First, you haven't understood what I'm saying.

Second, I think the analogies between what WotC is doing with its SRD, and what is happening in the area of software, are very weak.

Third, you might want to look at my post just upthread. I trust the chair of the board of CC who is also a professor of IP law at UC Berkeley more than I trust you, when it comes to expressing sound opinions about the legal workings of the CC licence.
 

Enrahim2

Adventurer
I don't want to sound like Chicken Little, nor like Nostradamus.

But 10 and 15 years ago, when I was pointing out in my posts that there were interesting nuances to the OGL that would be enlivened if WotC ever decided to withdraw its offer to licence, nearly everyone who replied told me I was wrong, that the OGL was irrevocable, etc.
So you were the one giving them this idea!?

(Hopefully) joke asside, I want to point out that they haven't actually clarified their legal position at all.
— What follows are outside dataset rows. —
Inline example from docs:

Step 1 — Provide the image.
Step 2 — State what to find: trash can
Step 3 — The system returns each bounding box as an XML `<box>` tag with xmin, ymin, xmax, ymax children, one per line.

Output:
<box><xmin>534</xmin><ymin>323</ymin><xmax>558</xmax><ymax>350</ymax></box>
They have only made a statement about "no longer authorized" - a statement that as far as I understand is basically void of well established meaning. Moreover they have made some vague statements about the effects of this in ill defined terms like "SRD-based", and without any clear statements as to how they perceived future downstream work.

It so happens that the extreme vagueness of their statement do not exclude them clumsily refering to those issues you perceived many years ago. However if this was what they were really intending to say they had ample time to clarify their language between 1.1 and 1.2. That they kept the same basic empty formulations make them seem much more like the bully teen claiming the school gate, and when asked under what right answers "Just because. Now give me your lunch money as toll". While some first graders might just hand over their money to avoid trouble despite knowing what the bully does is not having any serious legal backing.

Of course the teen would not get much business if there are a bunch of adults around assuring the kids that they can just go past, and if the teen try with more than words, they are ready to step in. (And then we have the lawyer in the back shouting to everyone "Actually, the kid has a point. The gate is slightly outside the regulated school ground, and according to this ancient rarely used law...")
 

Dannyalcatraz

Schmoderator
Staff member
Mod Note:

Generally speaking, using the “laugh” emoji to mock another poster won’t earn punishment. Those who make a habit of it, however, will qualify for an exception to that.

Clear?
 

teitan

Legend
I'm not talking about the tech used. I'm talking about some of the rules and statutes that govern cell phone use being different than the ones that govern TVs, and those being different than the ones governing computers, all of which have differences from those that govern RPGs. A successful challenge, if one can even be accomplished, could come through that avenue and not the individual tech CCs that you are talking about.
those licenses govern the tech and how the device works. If the same license is used in tech and used by RPG companies then it impacts both until challenged in court. The companies can withdraw the license and the users would have to issue challenges and it could be in court for years before the dust settles. CC won't allow that. Even with an RPG company. It ruins their integrity and reliability.